Sir, – In a letter, Ian Stewart, convener of Atheist Scotland, told The Courier (Watching out for religious hatred, August 25): “We fully intend to monitor all Holy Books, sermons in places of worship and the social media accounts of the various religions and report any hatred to Police Scotland for criminal investigation.”
Mr Stewart is at odds with atheists at the National Secular Society and the Humanist Society Scotland who are campaigning against the Hate Crime Bill.
This is a perfect illustration of why the dangerous new ‘stirring up hatred’ offences are such a terrible idea.
They will give politically-motivated complainants like Mr Stewart a powerful weapon against their ideological opponents.
Vexatious activists will be able to dial 999 and accuse someone of stirring up hatred and the police may have no alternative but to investigate.
The threshold of the proposed offences is so low that Mr Stewart might well be able to persuade a police officer that certain unfashionable Bible verses or sermons are ‘hate crimes’.
Does the Scottish Government want to expose ministers to the risk of prosecution?
The Bill says you only have to show the words are ‘abusive’ and ‘likely to stir up hatred’ for an offence to be proved.
In the current political climate, all kinds of legitimate speech gets tagged as ‘abusive’ and ‘hateful’ by activists who are just trying to shut down debate.
This is the febrile climate into which the Scottish Government plans to inject its new hate crime law.
Ministers are playing a dangerous game.
The Bill is going to increase division and rancour. Meanwhile it will do little to help real victims of crime.
How are the police going to have time to deal with ludicrous allegations from people who see hate crime legislation as a means to enforce their own authoritarian views?
The new stirring up offences are dangerous, ridiculous, unpopular and unworkable.
In England, the SNP voted to trim back stirring up offences to threatening words that are intended to stir up hatred. Yet in Scotland they want to criminalise words that are deemed ‘abusive’ and merely ‘likely to stir up hatred’.
Why do they want a worse law for Scotland?
The chorus of protests about the dangers of this approach has come from every part of the political and philosophical spectrum.
Thankfully, Mr Stewart does not represent all atheists.
The National Secular Society has even joined forces with the Christian Institute to defend free speech for all under the banner of the Free to Disagree campaign.

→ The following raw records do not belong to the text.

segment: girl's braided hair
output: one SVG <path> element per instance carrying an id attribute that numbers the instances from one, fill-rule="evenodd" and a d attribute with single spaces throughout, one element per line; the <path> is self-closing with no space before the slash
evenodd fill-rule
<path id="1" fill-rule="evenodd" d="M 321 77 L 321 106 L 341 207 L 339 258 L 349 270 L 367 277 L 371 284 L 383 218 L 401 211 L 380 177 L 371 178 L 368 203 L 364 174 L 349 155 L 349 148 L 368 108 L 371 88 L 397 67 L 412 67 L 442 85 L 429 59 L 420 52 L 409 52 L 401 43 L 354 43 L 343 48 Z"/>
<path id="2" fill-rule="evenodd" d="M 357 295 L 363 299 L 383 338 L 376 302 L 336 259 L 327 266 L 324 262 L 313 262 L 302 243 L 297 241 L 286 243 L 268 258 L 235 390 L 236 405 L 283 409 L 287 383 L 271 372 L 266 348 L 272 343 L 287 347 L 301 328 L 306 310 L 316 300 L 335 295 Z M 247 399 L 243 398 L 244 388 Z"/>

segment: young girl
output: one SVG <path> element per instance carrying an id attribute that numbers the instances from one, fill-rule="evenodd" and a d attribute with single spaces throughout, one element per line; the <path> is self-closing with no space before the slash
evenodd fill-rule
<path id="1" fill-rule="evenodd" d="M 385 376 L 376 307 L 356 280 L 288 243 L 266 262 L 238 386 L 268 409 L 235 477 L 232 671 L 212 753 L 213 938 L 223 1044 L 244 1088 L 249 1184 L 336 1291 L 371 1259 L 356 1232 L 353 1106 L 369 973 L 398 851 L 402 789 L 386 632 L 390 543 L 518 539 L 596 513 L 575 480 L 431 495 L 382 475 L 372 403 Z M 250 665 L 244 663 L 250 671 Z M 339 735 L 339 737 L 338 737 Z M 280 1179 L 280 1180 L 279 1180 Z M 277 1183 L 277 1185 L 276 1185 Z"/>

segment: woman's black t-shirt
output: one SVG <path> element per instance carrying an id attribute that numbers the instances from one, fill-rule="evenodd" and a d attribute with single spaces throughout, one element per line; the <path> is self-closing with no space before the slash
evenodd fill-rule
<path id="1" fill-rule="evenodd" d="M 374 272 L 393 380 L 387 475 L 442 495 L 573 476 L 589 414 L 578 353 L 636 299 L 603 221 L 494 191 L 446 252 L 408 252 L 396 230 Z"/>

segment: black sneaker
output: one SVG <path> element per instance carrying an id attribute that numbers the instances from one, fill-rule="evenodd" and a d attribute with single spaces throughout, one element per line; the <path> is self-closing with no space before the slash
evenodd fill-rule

Deputy director for public affairs,
The Christian Institute.
Safety cash will be needed
Sir, – I am astounded at the decision allowing Burger King to open in Cupar on the retail park on South Road.

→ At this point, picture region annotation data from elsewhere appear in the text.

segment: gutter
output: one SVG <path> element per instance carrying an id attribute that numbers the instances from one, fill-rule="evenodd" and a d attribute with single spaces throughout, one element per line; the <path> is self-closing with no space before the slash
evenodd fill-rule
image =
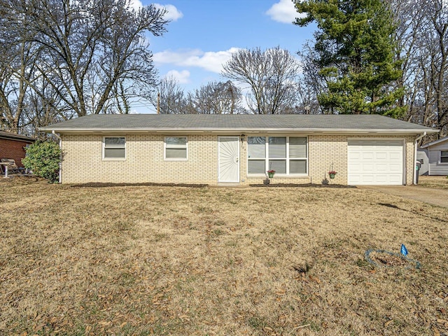
<path id="1" fill-rule="evenodd" d="M 59 134 L 57 134 L 56 132 L 55 132 L 55 130 L 52 130 L 51 131 L 51 134 L 53 134 L 58 140 L 59 140 L 59 148 L 61 150 L 61 152 L 62 151 L 62 139 L 59 136 Z M 62 183 L 62 158 L 61 157 L 61 160 L 59 162 L 59 183 Z"/>
<path id="2" fill-rule="evenodd" d="M 420 140 L 421 138 L 423 138 L 424 136 L 426 136 L 426 132 L 424 132 L 423 134 L 417 136 L 415 140 L 414 141 L 414 162 L 413 162 L 413 165 L 415 166 L 417 162 L 417 141 L 419 140 Z M 414 168 L 414 181 L 413 181 L 413 184 L 416 184 L 416 181 L 417 181 L 417 176 L 416 174 L 419 174 L 419 172 L 416 171 L 416 169 Z"/>
<path id="3" fill-rule="evenodd" d="M 437 132 L 437 130 L 421 129 L 346 129 L 346 128 L 247 128 L 247 127 L 133 127 L 133 128 L 55 128 L 48 129 L 41 127 L 43 132 L 59 132 L 59 133 L 71 134 L 142 134 L 142 133 L 162 133 L 162 134 L 236 134 L 239 133 L 253 133 L 253 134 L 279 134 L 279 133 L 307 133 L 307 134 L 421 134 L 422 132 L 432 133 Z"/>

At a time when Fife Council is spending £2.4 million in helping to revitalise town centres, North-East Fife Planning Committee approve this planning application.
Do they not speak to one another?
Restaurants and cafés in the town centre are all struggling, and this is yet another nail in the coffin for many of them.
A further concern is the road position – there will now be five access roads on to South Road between the railway station and Ceres Road.
If you want access, book your slot now!
But a roundabout is planned to ease congestion – I am sure drivers trying to go up past the station will enjoy being held on that hill.
Not to mention how cyclists and pedestrians will manoeuvre.
And that reminds me, the £2.4m was to make places safer for cyclists and pedestrians. We might need a big share of that money in Cupar.
Why would you believe London?
Sir, – London is well known as a world centre for pochling money: tax evasion, tax avoidance, money laundering, offshore bank accounts, dodgy hedge funds, dark money from crime, you name it… they’re in it.
So how can anybody take seriously financial statistics, calculated in London, for a Westminster Government with a clear interest in showing Scotland’s economy in a bad light.
Oil was discovered in the Norwegian North Sea and the Norwegian people are now wealthy beyond their wildest dreams. Oil was discovered in the Scottish North Sea, at the same time, yet Scotland is now a basket case.
Other medium-sized, independent, northern European nations are among the richest and most successful in the world, yet Scotland in the union is dependent for funding on the charity of our southern neighbours.
Does anybody really believe this stuff?
World through a looking glass
Sir, – Confronted by the GERS figures which show that independence would plunge Scotland into a decade or more of super-austerity, the SNP, led by Finance Secretary Kate Forbes, say the figures actually show the need for independence.
We have entered a looking-glass world where no matter how poor Scotland would be after separation – with no currency, no currency reserves, no central bank, a hugely negative rating on the money markets, a massive deficit, severe cuts in public expenditure, in pensions, and in salaries of public sector workers, the privatisation of state assets, large tax increases, and supervision by the IMF – supporters of independence are now ignoring reality.
We have moved from logic to emotion as the driver of political action.
Different ideas on spending
Sir, – GERS is only an estimate of how Scotland is fairing based on government figures.
This year’s figures show Scotland has an estimated deficit of £15 billion but this has been achieved while still being a part of the UK.
Therefore where is the argument that being part of the union is good for Scotland?
Scotland still does not have full control of its finances and the debt comes from Westminster spending, on our behalf, on projects such as HS2 and Trident, among others.
I would expect an independent Scotland to choose to spend its finances differently.